With the deterioration of China’s economic and political environment, the situation of Chinese women has become more difficult. The degree and method of suppression of women who fight for their rights and dare to speak out are the most horrible in decades. In addition to the hasty settlement of the Xuzhou “Chain Woman” case that attracted national attention three years ago and the whereabouts of the victim are unknown, in the case of a female master’s degree student in Heshun County, Shanxi, the government insisted that she was “lost” and “taken in” despite being trafficked and raped. Many departments are also suspected of publicly falsifying and shielding the interest chain, but the whole case has also been left unresolved. A primary school teacher in Guyuan City, Ningxia raped and molested at least 15 primary school girls, and was convicted of multiple crimes and sentenced to only 13 years. A middle school teacher in Baise, Guangxi, sexually assaulted an underage girl, causing her to commit suicide after suffering from depression for several years. The suspect has only been suspended from his job. The so-called “Education Camps” and “Pomegranate Flower Project” implemented by the Chinese government in Xinjiang, and the “Tibetan Children’s Boarding School” expanded in Tibetan areas, have caused a large number of Uyghur and Tibetan children to be separated from their parents, affecting the physical and mental health of countless children.

 

 

Despite the surge of the #Metoo movement in countries around the world, there are very few Chinese women who dare to stand up and accuse victims of sexual harassment, especially when facing defendants with money and power, it is difficult for victims to obtain legal support. For example, Zhou Xiaoxuan sued CCTV host Zhu Jun for sexual harassment. After years of legal wrangling , she eventually lost the case due to “insufficient evidence.”

 

Even worse, Chinese police blatantly sent human rights activists to mental hospitals for detention, such as Wang Liqin, He Fangmei (including her young son and two younger daughters), Ding Yan, Dong Yaoqiong, Li Tiantian, Wu Yanan, Li Yixue, etc. The police and hospital personnel who violated the law and tortured innocent people mentally and physically were rarely investigated and prosecuted. Women who dared to speak out for freedom have tragically sacrificed their own freedom, such as Huang Xueqin, Zhang Zhan, Xu Na, Wang Hongxia, Gu Lixian, Senji Zhuoma, Xu Yan, etc., as well as Hong Kong’s Gwyneth Ho Kwai-lam, Winnie Yu, Carol Ng Man-yee, Jessica Chu, Claudia Mo, Helena Wong, Tonyee Chow, Prince Wong, Alice Wong, Carol Ng, Tiffany Yuen, etc.
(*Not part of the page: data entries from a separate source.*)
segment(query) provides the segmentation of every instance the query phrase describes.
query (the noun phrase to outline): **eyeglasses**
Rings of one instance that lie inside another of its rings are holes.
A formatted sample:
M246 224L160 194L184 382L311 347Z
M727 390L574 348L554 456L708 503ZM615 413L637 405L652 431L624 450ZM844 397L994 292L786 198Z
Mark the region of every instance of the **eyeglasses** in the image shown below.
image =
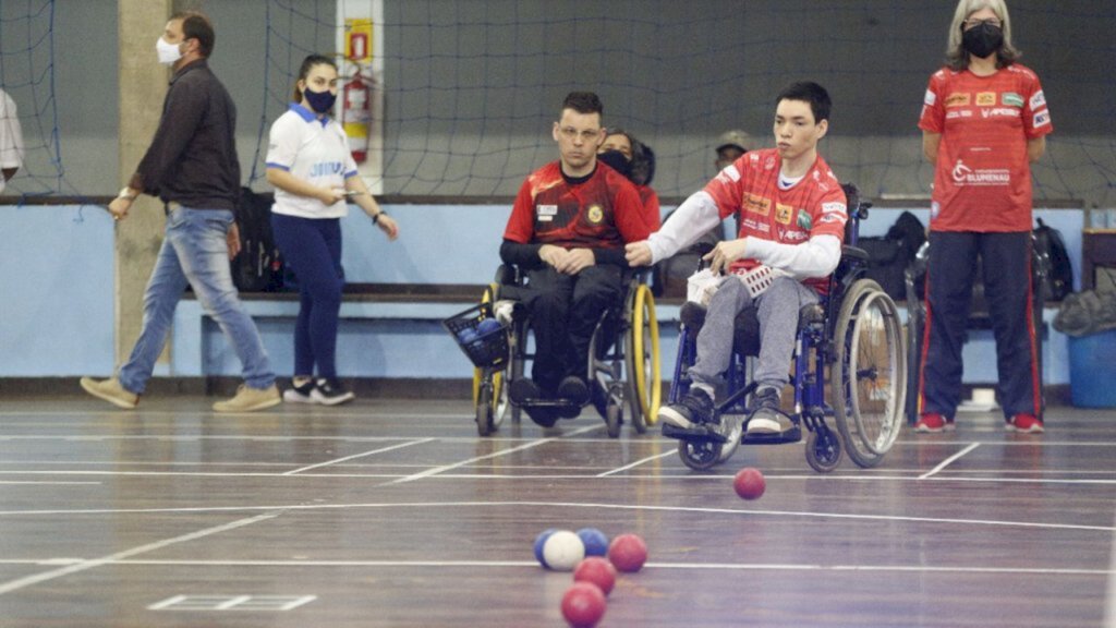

Currently, more than 1,600 female political prisoners are detained in Chinese prisons.

 

 

On the occasion of celebrating International Women’s Day, we cannot forget or remain silent. We call on governments, human rights organizations, women’s groups, media, legal circles and all Chinese people with conscience to pay more attention to the basic rights of Chinese women, speak out for their personal freedom and freedom of speech, and urge the Chinese government to improve the social, political and economic status of women, so as to promote the change of a social culture that discriminates against women.

 

Our appeal is:

  1. Release all political prisoners in prison. Freedom of speech is not subversion of state power and cannot be convicted. Judicial errors must be corrected.
  2. Immediately amend the law and legislate to ensure severe punishment of criminals of sexual harassment, sexual assault, rape and domestic violence, especially those who commit sexual crimes against minors.
  3. Strictly enforce laws and regulations on domestic violence, sexual harassment, sexual assault and rape, and investigate the legal responsibilities of those who neglect, neglect and misjudge related cases.
  4. The Chinese government must strictly investigate the criminal activities of the profit chain of abduction and trafficking in similar cases such as the “Chain Woman” and publish the true investigation results of all similar cases.
  5. The legal responsibilities of those involved in the arbitrary detention of human rights activists and dissidents in mental hospitals, including police and medical staff, must be investigated.

 

We believe that justice may be late, but it cannot be absent forever!